J’y vis pour ma part, la marque de l’alegria et d’une spontanéité qui nous font bien défaut de nos jours. Cette fraîcheur sans complexe qui fait aussi intégralement partie de la tauromachie que la profondeur de Morante.
Enfin en voilà un qui ne se croit pas obligé de copier sur Jose Tomas ou sur Talavante! Quoique le résultat serait peut-être taquin...

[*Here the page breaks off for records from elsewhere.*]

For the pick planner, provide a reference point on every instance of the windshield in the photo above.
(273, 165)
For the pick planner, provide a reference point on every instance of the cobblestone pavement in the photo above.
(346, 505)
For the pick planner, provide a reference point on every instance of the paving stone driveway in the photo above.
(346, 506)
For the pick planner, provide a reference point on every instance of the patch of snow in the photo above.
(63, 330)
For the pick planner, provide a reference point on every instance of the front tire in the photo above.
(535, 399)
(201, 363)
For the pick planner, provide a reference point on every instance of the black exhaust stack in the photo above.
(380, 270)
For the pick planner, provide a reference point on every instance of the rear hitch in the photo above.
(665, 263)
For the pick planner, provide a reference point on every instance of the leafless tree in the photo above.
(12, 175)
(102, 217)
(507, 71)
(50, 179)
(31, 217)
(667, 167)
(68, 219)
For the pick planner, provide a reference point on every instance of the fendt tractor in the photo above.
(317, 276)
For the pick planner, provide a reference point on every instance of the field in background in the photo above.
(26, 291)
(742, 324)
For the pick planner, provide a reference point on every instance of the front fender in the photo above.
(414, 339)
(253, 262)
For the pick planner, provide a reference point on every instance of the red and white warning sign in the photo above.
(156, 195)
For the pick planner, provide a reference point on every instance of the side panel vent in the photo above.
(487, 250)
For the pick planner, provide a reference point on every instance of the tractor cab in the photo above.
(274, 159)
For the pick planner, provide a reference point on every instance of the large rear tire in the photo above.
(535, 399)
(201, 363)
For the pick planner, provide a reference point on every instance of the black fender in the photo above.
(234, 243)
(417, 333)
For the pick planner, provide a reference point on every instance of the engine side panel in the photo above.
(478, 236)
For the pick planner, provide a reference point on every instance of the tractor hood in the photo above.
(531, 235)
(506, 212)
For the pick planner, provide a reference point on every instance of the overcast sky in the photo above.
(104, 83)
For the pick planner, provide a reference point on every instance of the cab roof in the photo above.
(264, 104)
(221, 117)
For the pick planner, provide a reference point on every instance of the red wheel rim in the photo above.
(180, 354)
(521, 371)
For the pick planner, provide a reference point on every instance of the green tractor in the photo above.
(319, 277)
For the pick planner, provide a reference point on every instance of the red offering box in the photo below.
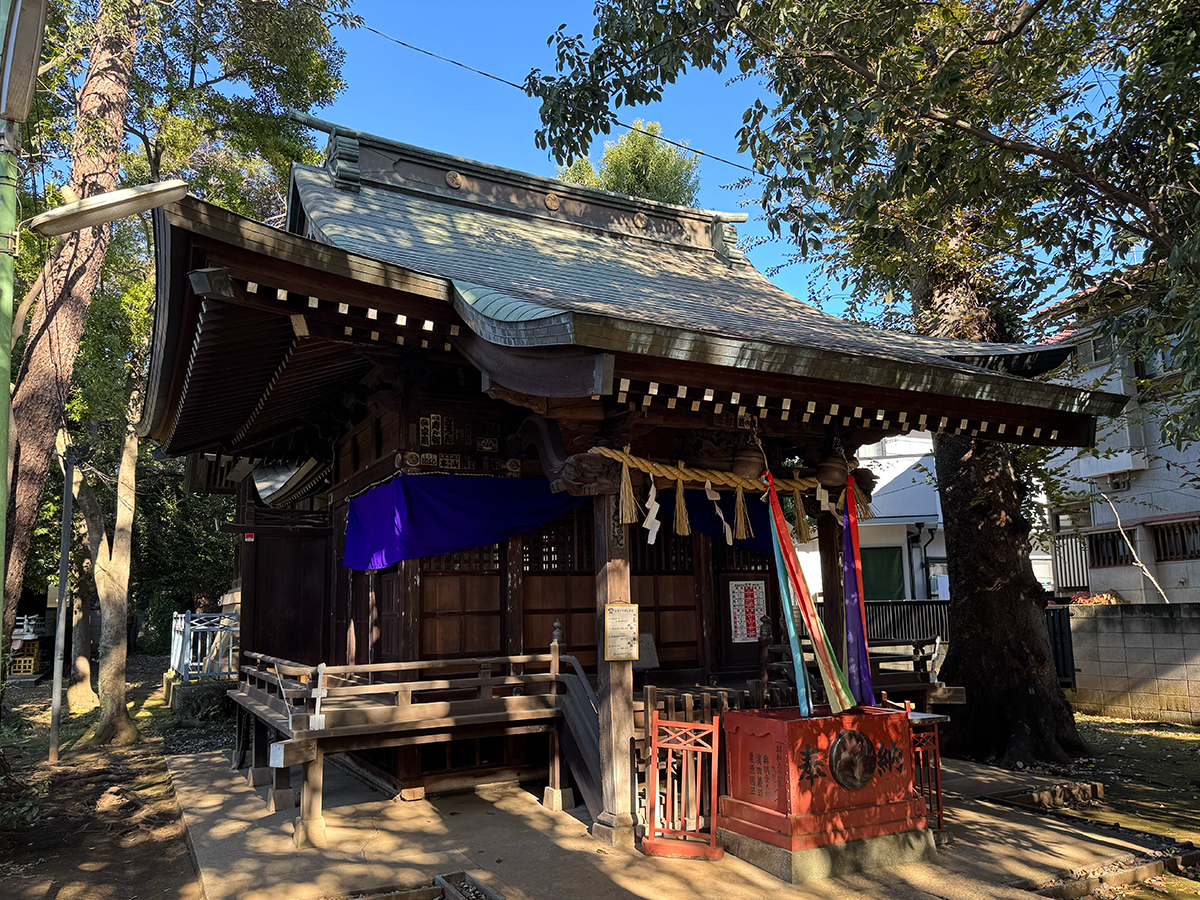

Il faut prendre les choses et les gens comme ils viennent et comme ils sont, dans leur diversité, surtout lorsqu’ils donnent de bon cœur. Joselillo a toréé comme il sait le faire, avec ses limitations, mais sans indignité. Il eût également le mérite d’être le seul à bien placer ses toros en suerte et à les faire piquer correctement, ce dont on ne peut que lui savoir gré.
Pour le reste, on se renseignera dans auprès de la presse subventionnée.
En somme, une matinée fort agréable avec un festejo qui aurait satisfait bien des organisations. Il n'est nullement assuré que des lots de cette qualité se multiplient durant la temporada. On s'en contenterait à Orthez!!!

A suivre dans le prochain épisode: «Les Palha pas là»
Xavier KLEIN

1 commentaire:

Anonyme a dit…

Vaya banderilla de aficionaos güenos sentaos en la foto !
"Vic is diferent" decia Pelletier.
pero el futuro de la fiesta esta por borrar este sentio.Y a los malajes hay que darle pala o espalda.